Gloria se estaba acostumbrando de sus arranques de memoria auditiva. A veces, mientras trabajaban en multimedias o video, cuando esperaban que renderizaran las ediciones, Daniel hablaba solo. «No estoy loco – reía, y trataba de excusarse con un todo que nadie, ni él, podía creer-: Así soy: mejoro mi diálogo interior, pero a veces se me escapa», y reía. Al menos él sentía que con la explicación, lo dejaban de mirar como raro, y más un poco como algo excéntrico y solitario, sin dejar de ser divertido cuando de fiestas se trataba.

Uno de sus amigos le recomendó que escribiera y que soltara todo ahí, como una forma de catarsis, pero él lo consideraba algo absurdo escribir para leerse él mismo. Ya bastante tenía con auto convencerse, o intentar explicarse cosas que quizás jamás entendería, porque no era alguien a quien aconsejar. Podía ser bueno y hasta excelente profesor; pero un pésimo estudiante de su propia cátedra.

-          ¡Canchita! – exclamó Gloria con voz de niña, casi como el de su hija, al entrar al cine.

Regresaron a la universidad pasada la 10 y Gloria bajó del taxi detrás de Daniel.
-          Que el taxi te lleve a tu casa.
-          Quiero un café antes que cierren, profesor.

Daniel sacó su auto con «roche» de la universidad y estacionó cerca al café, que aún estaban abierto a esa hora y Gloria lo esperaba con un moca doble. Él se pidió un capuchino y empezaron a comentar la película. Para no monopolizar la conversación, como profesor, prefería hacer preguntas y Gloria contestaba como en un examen oral, pero con la confianza en no querer aprobar ni ser aprobada en nada. Y eso le encantó

-          Esa parte no la entendí; pero ahora que lo dices, sí: tiene lógica.

Daniel sintió ese «lo dice» muy familiar y casi como una falta de respeto. Miró a su alrededor, y se percató que de lejos, estaban dos profesores más que lo saludaron, como esperando a que voltee para darse con sus miradas de inquisidores. «Qué roche», se dijo.

-          ¿Te llevo a tu casa?

Gloria asintió con la cabeza y se paró, no sin antes ir al baño para arreglarse. Daniel esperaba y se pidió un pastel de menta y, cuando daba la vuelta, sus colegas desde sus respectivas mesas, brindaban con sus cafés. No sabía si acercarse o no, porque seguro empezaría con sus comentarios. Total, él estaba separado ya tres años y volver a salir con alguien no tenía nada de malo. Aunque gloria, con sus 23 años, prácticamente iba a ser considerado casi un pedófilo y le podía costar el trabajo.

Salieron del café y subieron al auto. El perfume de Gloria le llamó la atención, pero no quiso preguntarle: esos detalles es mejor olvidarlos.

-          ¿Tengo mala suerte en el amor, profe?
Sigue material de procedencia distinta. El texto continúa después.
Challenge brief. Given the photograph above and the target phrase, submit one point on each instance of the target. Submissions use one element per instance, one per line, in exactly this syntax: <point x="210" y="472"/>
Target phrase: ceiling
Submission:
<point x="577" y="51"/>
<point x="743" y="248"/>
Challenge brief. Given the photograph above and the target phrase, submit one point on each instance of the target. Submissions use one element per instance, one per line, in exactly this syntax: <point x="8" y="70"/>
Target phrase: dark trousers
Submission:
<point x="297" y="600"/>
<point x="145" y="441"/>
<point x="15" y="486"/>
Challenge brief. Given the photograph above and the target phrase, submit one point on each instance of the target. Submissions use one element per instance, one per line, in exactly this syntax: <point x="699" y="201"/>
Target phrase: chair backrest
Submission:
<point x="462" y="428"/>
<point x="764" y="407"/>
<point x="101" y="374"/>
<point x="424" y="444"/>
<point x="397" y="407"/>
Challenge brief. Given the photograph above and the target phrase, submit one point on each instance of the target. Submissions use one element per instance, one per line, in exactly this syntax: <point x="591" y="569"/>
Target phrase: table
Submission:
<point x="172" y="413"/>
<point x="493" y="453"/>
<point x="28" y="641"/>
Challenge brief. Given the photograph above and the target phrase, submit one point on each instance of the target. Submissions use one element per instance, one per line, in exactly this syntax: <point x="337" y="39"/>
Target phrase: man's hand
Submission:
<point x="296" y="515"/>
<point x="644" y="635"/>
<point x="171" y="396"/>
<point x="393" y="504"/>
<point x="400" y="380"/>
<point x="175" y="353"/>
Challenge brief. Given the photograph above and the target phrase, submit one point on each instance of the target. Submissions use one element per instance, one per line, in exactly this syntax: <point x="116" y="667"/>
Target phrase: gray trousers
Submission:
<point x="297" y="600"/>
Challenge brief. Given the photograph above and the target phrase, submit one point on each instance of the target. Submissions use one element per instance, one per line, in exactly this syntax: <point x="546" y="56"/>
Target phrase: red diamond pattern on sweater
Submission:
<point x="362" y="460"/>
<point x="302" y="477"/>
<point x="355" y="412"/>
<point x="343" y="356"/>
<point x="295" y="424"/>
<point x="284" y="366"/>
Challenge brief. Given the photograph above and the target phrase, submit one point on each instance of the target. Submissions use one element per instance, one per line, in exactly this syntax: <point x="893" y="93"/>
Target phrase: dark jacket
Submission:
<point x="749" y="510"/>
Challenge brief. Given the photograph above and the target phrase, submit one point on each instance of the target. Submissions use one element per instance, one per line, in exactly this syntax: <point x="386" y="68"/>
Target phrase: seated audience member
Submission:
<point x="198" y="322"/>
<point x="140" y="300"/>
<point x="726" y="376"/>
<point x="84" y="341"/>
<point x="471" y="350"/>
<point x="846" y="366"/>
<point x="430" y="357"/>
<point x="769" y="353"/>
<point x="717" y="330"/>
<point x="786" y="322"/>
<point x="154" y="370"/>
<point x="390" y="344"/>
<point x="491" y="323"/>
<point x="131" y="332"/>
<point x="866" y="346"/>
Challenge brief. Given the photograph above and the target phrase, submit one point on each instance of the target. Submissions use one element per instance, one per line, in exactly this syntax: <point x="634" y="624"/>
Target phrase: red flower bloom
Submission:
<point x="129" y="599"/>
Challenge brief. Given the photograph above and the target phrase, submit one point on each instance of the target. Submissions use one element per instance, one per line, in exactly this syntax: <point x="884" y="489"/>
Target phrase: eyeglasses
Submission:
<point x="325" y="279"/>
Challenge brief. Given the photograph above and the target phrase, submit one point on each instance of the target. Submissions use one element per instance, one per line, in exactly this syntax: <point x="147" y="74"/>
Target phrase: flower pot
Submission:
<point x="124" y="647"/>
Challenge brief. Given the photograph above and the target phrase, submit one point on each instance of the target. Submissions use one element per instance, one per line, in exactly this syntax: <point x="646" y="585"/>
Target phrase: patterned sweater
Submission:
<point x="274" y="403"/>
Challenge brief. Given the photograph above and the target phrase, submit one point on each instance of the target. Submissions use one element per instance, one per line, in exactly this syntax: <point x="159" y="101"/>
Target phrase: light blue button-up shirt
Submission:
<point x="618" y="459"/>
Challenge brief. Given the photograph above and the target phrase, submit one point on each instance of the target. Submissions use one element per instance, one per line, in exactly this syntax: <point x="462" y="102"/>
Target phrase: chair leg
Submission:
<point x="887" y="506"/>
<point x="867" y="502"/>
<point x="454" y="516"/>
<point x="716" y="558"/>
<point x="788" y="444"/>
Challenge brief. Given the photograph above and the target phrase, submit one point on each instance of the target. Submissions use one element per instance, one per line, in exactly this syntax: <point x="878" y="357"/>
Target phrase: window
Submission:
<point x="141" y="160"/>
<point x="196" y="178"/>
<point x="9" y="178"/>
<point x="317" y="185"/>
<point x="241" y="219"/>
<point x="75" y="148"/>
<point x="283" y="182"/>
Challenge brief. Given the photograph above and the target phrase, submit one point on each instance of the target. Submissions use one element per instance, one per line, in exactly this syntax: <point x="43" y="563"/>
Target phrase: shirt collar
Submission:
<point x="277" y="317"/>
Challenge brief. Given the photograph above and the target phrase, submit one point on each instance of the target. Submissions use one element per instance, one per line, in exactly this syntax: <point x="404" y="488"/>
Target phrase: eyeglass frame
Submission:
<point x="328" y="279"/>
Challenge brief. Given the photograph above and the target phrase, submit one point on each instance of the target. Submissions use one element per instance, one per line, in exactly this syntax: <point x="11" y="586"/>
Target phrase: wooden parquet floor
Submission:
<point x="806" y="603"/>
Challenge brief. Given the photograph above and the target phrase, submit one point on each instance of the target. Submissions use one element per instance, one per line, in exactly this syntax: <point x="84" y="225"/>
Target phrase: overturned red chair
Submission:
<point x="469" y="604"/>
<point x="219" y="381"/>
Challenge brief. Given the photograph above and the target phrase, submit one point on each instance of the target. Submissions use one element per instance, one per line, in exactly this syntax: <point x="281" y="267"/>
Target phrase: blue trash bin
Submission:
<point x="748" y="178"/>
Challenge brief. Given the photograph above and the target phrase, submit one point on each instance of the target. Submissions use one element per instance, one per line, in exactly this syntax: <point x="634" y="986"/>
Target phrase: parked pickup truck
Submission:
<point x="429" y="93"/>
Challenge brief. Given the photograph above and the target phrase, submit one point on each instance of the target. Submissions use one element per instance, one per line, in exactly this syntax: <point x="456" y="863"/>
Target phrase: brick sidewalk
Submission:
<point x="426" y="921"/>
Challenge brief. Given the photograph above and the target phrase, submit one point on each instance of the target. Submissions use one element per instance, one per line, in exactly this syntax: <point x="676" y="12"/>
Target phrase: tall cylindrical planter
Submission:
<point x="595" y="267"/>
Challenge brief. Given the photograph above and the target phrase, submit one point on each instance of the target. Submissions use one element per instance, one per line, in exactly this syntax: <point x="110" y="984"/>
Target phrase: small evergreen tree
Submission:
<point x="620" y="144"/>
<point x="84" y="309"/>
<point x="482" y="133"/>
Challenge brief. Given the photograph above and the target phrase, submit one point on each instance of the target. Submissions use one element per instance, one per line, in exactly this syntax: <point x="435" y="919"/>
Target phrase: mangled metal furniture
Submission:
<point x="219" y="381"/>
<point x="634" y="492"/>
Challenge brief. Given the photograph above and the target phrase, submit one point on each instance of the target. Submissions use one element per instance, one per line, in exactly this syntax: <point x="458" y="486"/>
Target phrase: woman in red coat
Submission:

La pregunta era poco propicia, íntima y desafortunada en ese momento. Cuando hablaba con alguien de amor, terminaba hablando de sí mismo, o tratando de compararse, y eso, era lo peor.

-          Mi primera experiencia fue a los 14, profe, y nunca ha sido igual.

Daniel encendió el auto y Gloria hablaba y hablaba sin parar. Que se sentía feliz porque no sufría, que salía con quién quería y que todos eran iguales. Trabajo, universidad, casa, fin de semana con las amigas, amigos que conocer y cosas por el estilo hasta que:

-          Me gusta tu conversación.
-          No me tutees, Gloria.
-          Estamos fuera de la universidad, la noche es joven…

«Pero no virgen», se dijo para sí, sin dejar de reír.

-          Al menos por primera vez lo veo sonreír – y como preguntándose a sí misma, gloria remarcó:- Verdad: nunca lo he visto sonreír.

Daniel entonces supo qué hacer: apretó el botón.